Updated on 2026-05-20 GMT+08:00

MRS HBase data source

The data integration service supports MRS HBase 1.x and 2.x, meeting data synchronization requirements of different users in different deployment environments.

Preparation and Constraints

  • Network requirements

    The MRS HBase data source must communicate with the CDM network to ensure smooth data transmission. For details, see Enabling Network Connectivity.

  • Required permissions
    • Read permission: To read data from HBase, you need to assign the read-only permission of HBase to the IAM user or user group of the data integration service, for example, the MRS ReadOnlyAccess system policy. Alternatively, you can create a custom policy as required to assign the read-related permissions such as SELECT to the user or user group.
    • Write permission: To write data to HBase, in addition to the preceding OBS permissions, you need to grant the IAM user or user group of the data integration service the HBase write permission, for example, the MRS CommonOperations or MRS FullAccess system policy. You can also create a custom policy, grants write-related permissions, such as INSERT INTO TABLE and CREATE TABLE.
  • Access port: The bound ports vary depending on the MRS version. For details, see Common Ports for MRS Cluster Services.
    Table 1 Service ports

    Service

    Port

    Port Number

    Usage

    MRS Manager

    TCP

    28443

    Download the cluster configuration.

    TCP

    20009

    CAS authentication.

    TCP

    20029

    Internal communication of Manager.

    KDC

    TCP&UDP

    21730

    21731

    21732

    Kerberos Authentication

    HDFS

    TCP

    8020

    HDFS NameNode service port

    TCP

    9866

    HDFS dataNode service port

    HBase

    TCP

    16000

    HBase Master RPC port.

    TCP

    16020

    HBase RegionServer RPC port.

    ZooKeeper

    TCP

    2181

    ZooKeeper service port used for communications between the client and ZooKeeper cluster

Supported Migration Scenarios

DataArts Migration supports the following offline synchronization modes:

  • Single table synchronization

    DataArts Migration supports table/file synchronization in data ingestion into a data lake or data migration to the cloud.

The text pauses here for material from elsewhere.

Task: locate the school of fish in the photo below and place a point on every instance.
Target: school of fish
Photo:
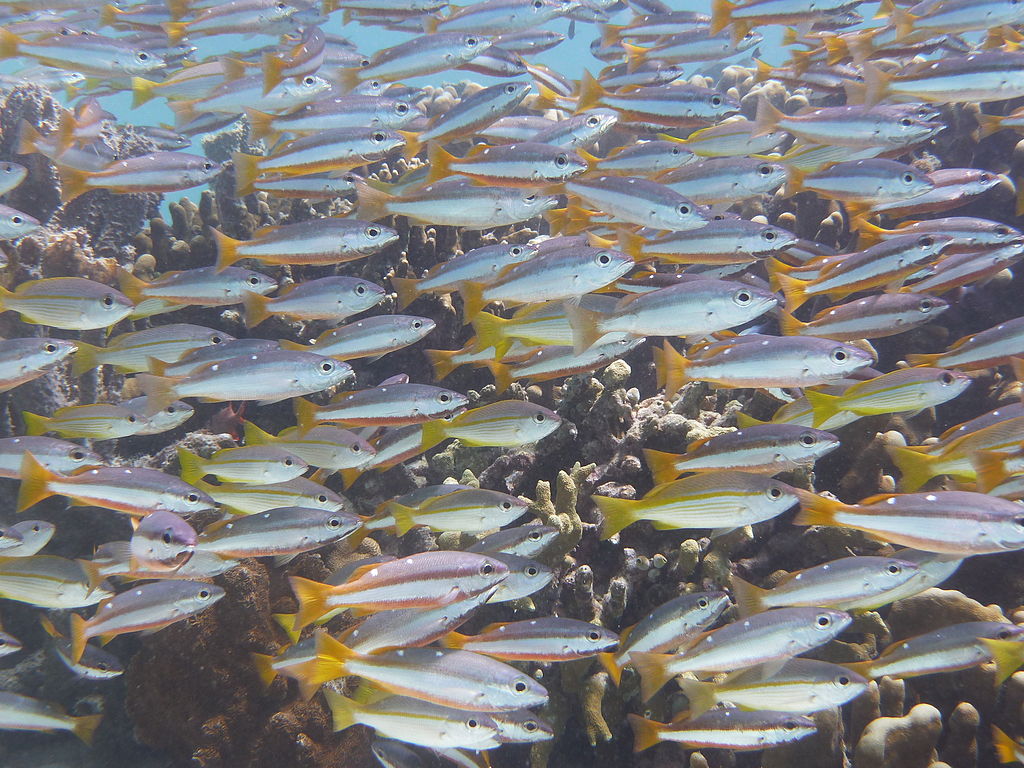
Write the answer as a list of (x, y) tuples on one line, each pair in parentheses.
[(647, 209)]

  • Database and table shard synchronization

    DataArts Migration supports synchronization of data from multiple databases and tables in data ingestion into a data lake or data migration to the cloud.

  • Entire DB migration

    DataArts Migrations supports synchronization of data from an on-premises database in data ingestion into a data lake or data migration to the cloud.

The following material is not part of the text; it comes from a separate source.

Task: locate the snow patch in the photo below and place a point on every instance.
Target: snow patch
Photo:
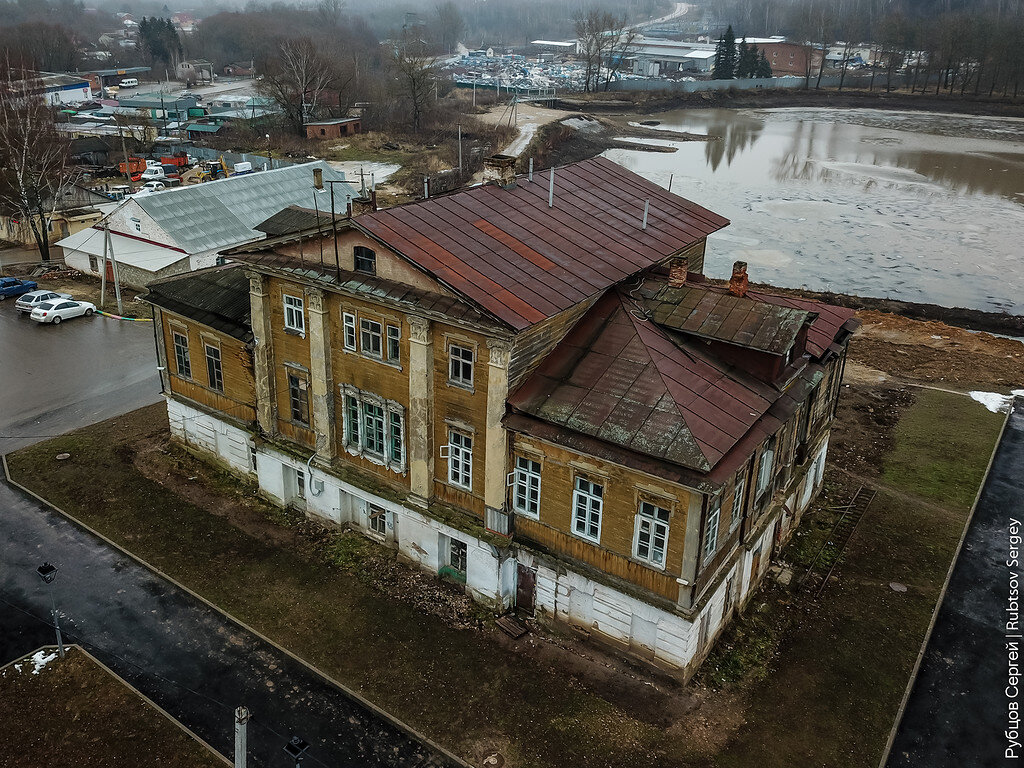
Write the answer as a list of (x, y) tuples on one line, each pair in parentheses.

Database and table shard synchronization and entire DB migration are not supported in all regions. The following table lists the migration scenarios supported by MRS HBase.

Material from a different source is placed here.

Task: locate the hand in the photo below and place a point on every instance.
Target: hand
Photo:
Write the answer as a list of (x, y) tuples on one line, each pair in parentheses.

Supported Migration Scenario

Single Table Read

Single Table Write

Database/Table Shard Read

Database/Table Shard Write

Entire DB Read

Entire DB Write

Supported

x

x

x

Core Capabilities

  • Connection configuration

    Configuration Item

    Supported

    Description

    Authentication Mode

    SIMPLE

    KERBEROS

    The MRS cluster can be accessed in SIMPLE/KERBEROS authentication mode.

    Supported Versions

    1.x

    2.x

    Supports the read and write capabilities of HBase 1.x/2.x.

    SSL Authentication

    x

    HBase SSL authentication access, which ensures data transmission security. Currently, this capability is not supported.

  • Read capabilities

    Configuration Item

    Supported

    Description

    Incremental read

    The [RowKey condition] or [Start/End time] mode is supported to implement incremental read.

    Shard concurrency

    Supports horizontal sharding based on regions and multi-thread parallel extraction, significantly improving throughput efficiency.

    Custom fields

    You can add computed columns, constant columns, or masking functions for tasks to meet personalized service requirements.

    Dirty data processing

    Abnormal data can be written to the dirty data bucket to prevent job failures caused by a small amount of abnormal data.

  • Write capabilities

    Configuration Item

    Supported

    Description

    Clear Data Before Import

    Data can be cleared before being imported.

    Dirty data processing

    Abnormal data can be written to the dirty data bucket to prevent job failures caused by a small amount of abnormal data.

    Concurrent write

    Concurrent write improves efficiency.

Creating a Data Source

Create a data source in Management Center. For details, see Configuring Data Connection Parameters.

Creating an Offline Data Migration Job

Create a DataArts Fabric SQL integration job in DataArts Studio data development. For details, see Creating an Offline Processing Migration Job.